EDIT: Turns out Jacob was right, sorry for the downvote. I've decided to expand on this solution a bit.
I could as it turns out use the rvm binary now, but since it's user-installed it is not on the $PATH on my laptop
bigbuk:~ julik$ which rvm
bigbuk:~ julik$
but it is on the server.
[julik@serveur ~]$ which rvm
/usr/local/rvm/bin/rvm
[julik@serveur ~]$
This is what confused me. Only it needs to be called with an absolute path (since FCGI runs without proper PATH being set). Se then the binary path should be configured accordingly, AND
rvm will of course properly set GEM_HOME and GEM_PATH for us as well. The only thing that really needs to be set is the BUNDLE_GEMFILE one since Bundler cannot autodetect
it from the rackup file and the cwd of the FCGI process is garbage.

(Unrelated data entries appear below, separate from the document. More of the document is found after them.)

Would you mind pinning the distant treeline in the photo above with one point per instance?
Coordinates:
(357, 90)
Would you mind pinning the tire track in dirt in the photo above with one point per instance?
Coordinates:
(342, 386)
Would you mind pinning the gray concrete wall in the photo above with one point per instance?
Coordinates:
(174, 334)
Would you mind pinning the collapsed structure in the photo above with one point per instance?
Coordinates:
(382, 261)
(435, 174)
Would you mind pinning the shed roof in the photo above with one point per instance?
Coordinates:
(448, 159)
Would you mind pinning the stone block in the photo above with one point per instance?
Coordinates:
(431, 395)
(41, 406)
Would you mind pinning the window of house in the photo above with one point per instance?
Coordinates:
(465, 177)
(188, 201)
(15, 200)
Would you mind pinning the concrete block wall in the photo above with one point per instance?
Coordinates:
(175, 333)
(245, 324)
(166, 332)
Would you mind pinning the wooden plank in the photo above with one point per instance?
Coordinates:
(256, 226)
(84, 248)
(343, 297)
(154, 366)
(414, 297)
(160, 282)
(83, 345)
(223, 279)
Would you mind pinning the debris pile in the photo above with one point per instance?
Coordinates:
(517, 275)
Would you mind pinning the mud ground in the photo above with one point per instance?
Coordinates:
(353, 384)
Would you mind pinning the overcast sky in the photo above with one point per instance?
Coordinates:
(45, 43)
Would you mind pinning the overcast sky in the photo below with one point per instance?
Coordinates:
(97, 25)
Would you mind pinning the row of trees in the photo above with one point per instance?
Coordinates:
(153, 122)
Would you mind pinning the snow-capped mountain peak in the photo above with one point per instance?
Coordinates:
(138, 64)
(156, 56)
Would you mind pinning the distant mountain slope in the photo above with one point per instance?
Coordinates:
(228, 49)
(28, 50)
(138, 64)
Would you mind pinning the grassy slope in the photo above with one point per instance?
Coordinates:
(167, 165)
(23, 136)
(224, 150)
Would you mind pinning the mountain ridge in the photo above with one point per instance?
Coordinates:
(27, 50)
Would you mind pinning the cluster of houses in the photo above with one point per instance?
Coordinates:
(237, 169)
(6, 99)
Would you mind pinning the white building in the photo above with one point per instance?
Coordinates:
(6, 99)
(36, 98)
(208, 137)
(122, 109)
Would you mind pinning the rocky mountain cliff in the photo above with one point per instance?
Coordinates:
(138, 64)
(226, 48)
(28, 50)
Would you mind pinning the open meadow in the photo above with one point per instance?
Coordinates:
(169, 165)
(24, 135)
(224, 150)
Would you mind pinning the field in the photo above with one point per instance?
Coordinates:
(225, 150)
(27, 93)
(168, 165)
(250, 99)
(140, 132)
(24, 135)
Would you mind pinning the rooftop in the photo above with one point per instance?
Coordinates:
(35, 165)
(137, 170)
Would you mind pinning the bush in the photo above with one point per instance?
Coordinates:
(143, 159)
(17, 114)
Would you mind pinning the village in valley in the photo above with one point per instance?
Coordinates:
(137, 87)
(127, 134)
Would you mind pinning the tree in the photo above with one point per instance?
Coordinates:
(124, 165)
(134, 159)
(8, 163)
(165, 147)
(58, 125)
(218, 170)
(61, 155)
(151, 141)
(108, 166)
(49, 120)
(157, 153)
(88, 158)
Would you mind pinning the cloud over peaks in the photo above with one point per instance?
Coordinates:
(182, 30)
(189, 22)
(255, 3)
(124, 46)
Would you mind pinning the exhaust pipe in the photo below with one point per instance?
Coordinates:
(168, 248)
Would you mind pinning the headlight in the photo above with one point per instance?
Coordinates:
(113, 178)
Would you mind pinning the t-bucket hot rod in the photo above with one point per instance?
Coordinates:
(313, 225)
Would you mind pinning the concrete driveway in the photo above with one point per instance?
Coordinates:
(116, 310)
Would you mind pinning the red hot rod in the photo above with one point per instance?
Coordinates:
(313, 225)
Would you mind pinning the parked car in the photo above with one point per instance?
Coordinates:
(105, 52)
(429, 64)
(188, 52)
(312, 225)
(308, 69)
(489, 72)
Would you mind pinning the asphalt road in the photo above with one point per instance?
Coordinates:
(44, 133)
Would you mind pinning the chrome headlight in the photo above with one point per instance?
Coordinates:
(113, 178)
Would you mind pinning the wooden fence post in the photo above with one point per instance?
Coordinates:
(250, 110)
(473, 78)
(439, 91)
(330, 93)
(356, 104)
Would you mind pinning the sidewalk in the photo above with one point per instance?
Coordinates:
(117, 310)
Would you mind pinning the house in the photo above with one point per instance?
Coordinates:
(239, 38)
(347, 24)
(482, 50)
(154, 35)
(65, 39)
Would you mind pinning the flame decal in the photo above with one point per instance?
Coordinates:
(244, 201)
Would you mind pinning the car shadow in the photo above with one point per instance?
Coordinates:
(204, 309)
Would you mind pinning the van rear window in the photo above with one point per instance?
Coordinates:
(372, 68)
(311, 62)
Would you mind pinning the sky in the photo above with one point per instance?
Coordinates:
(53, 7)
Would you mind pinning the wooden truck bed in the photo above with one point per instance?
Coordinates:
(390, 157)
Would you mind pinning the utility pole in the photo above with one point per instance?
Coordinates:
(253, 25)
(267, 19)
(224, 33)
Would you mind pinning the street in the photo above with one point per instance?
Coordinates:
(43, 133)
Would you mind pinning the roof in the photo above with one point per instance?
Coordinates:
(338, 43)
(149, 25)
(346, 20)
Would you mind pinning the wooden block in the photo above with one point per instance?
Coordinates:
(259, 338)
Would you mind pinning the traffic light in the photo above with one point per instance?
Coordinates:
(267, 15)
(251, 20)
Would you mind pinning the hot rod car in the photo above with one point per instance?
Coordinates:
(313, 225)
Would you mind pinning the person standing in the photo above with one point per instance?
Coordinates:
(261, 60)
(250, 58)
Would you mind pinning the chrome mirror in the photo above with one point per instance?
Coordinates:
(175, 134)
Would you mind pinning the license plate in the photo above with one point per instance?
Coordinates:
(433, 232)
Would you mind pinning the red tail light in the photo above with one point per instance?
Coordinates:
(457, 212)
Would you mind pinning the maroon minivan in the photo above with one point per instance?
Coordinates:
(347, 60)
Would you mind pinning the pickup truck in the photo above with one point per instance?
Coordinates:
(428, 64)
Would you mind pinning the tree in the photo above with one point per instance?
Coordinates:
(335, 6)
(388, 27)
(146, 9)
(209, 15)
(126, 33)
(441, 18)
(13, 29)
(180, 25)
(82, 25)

"bin-path" => "/usr/local/rvm/bin/rvm 1.9.2-p180 exec bundle exec rackup /home/user/websites/behandelaar-web/current/web-root/",
"bin-environment" => (
"BUNDLE_GEMFILE" => "/home/user/websites/behandelaar-web/current/Gemfile",
"RACK_ENV" => "production",
),
That said, having a specific wrapper script written in Ruby does have some merit since both rackup AND bundle are very bad at bubbling exceptions, and if say there are problems
with the FCGI gem itself (which was what I had - it had 1.8-specific string-bytes handling) it's exceptions will not bubble up properly through this layered stack of wrappers and the
most insightful thing you will see in terms of error reports will be a status-500 page from your webserver.